Hiring the right team was a major consideration, and the husband and wife were each referred to Hopkins and Gogel independently. “We liked the fact that they could do it all, from home design to interiors, and really understood what we were after,” says the wife. Besides streamlined design that pays homage to modernism, they were looking for “lots of light and inviting outdoor living spaces,” she adds.
Hopkins brought their vision to fruition but also updated the aesthetic and gave the house an imaginative 21st-century demeanor with a series of smaller boxes that intersect a large, soaring rectangular one. “I started with the large box, then threw all the rooms up in the air to see where they’d land,” notes Hopkins. “Figuratively of course.” He then followed with a little smoothing to perfect layout and flow. All of the public spaces and two bedrooms landed on the main level, and a master suite settled on the second level.
To build the structure’s expansive spaces, “we used steel I-beams but left them exposed. Then, we topped them with a sloped shed-style roof. But it’s rigorous and refined, not rustic,” he points out. To maximize views, most of that frame was edged with commercial-grade glass window walls. Finally, “we added concrete for durability and wood and stucco to warm things up,” he adds.
Together, Hopkins and Gogel filled in the interior, designing and fabricating many of the furnishings and dreaming up creative finishes for walls and floors. “David establishes the vision and design program and oversees the building process,” explains Gogel. “I follow his lead with materials, finishes, furnishings and art.”
Custom pieces were brought to life, such as a weightless walnut-and-acrylic coffee table and a steel-framed wood-plank dining table, both fabricated in their own shop using materials they painstakingly hunted down regionally. They were equally assiduous about finding unique custom papers for wallcoverings and a burnished bronze finish to stain the concrete floors; the tones were chosen for depth and warmth.

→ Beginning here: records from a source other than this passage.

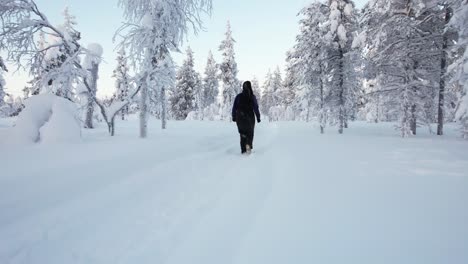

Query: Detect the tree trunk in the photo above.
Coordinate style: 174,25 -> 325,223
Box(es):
338,47 -> 345,134
410,105 -> 417,136
109,116 -> 115,137
319,63 -> 325,134
85,63 -> 99,128
140,81 -> 148,138
437,7 -> 452,136
161,88 -> 167,129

The finishing touch was a protected fire pit Hopkins designed in the back yard, in “front” of the house. But the couple is most tickled by another flip-side to the residence: “One of the first-floor bedrooms is also a master suite,” says the husband. So whether the couple uses that extra bedroom as guest quarters for future grandchildren or as their own room once they no longer wish to take the stairs, their long-term planning is clear—they have indeed settled there for good.